Re: String character range

From: Luigi Paioro <luigi-at-lambrate.inaf.it>
Date: Thu, 28 Aug 2008 17:16:02 +0200


Dear Mark, Dough and all,

   in reply to this mail

> This is a coherent suggestion and it could be done. However in my
> opinion it's not the best way to go. While making the protocol as
> general and flexible as possible sounds like a good thing, the price
> that you pay is a reduction in interoperability. If the protocol
> says that SAMP strings can only ever contain characters 0xA, 0xD and
> 0x20-7F (or whatever) then you know that if you can handle those
> characters then you can definitely interoperate with anyone else
> speaking the protocol.
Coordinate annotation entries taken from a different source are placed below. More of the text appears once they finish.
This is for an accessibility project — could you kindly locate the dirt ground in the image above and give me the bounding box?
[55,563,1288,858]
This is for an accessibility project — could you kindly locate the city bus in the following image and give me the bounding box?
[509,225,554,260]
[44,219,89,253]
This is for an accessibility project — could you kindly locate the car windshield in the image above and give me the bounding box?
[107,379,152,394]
If the protocol says that any UTF-8 character
> is permitted then someone trying to write middleware that does
> translation between the far future perverted Ice-based profile and the
> current Standard Profile will have a problem. Is that kind of
> middleware something we're going to need? I don't know. But in
> weighing up how we ought to plan for unknown future evolutions,
> I would rather err on the side of safety than of flexibility.

I must admit that I didn't consider the possibility of having a multi-profile hub, hence the necessity of translations. For interoperability reasons, probably it is logical to assume that every SAMP hub implementation MUST support at least the Standard Profile, and then other possible profiles or extensions. Therefore the XML limits should be taken in account at abstract API level. Sure.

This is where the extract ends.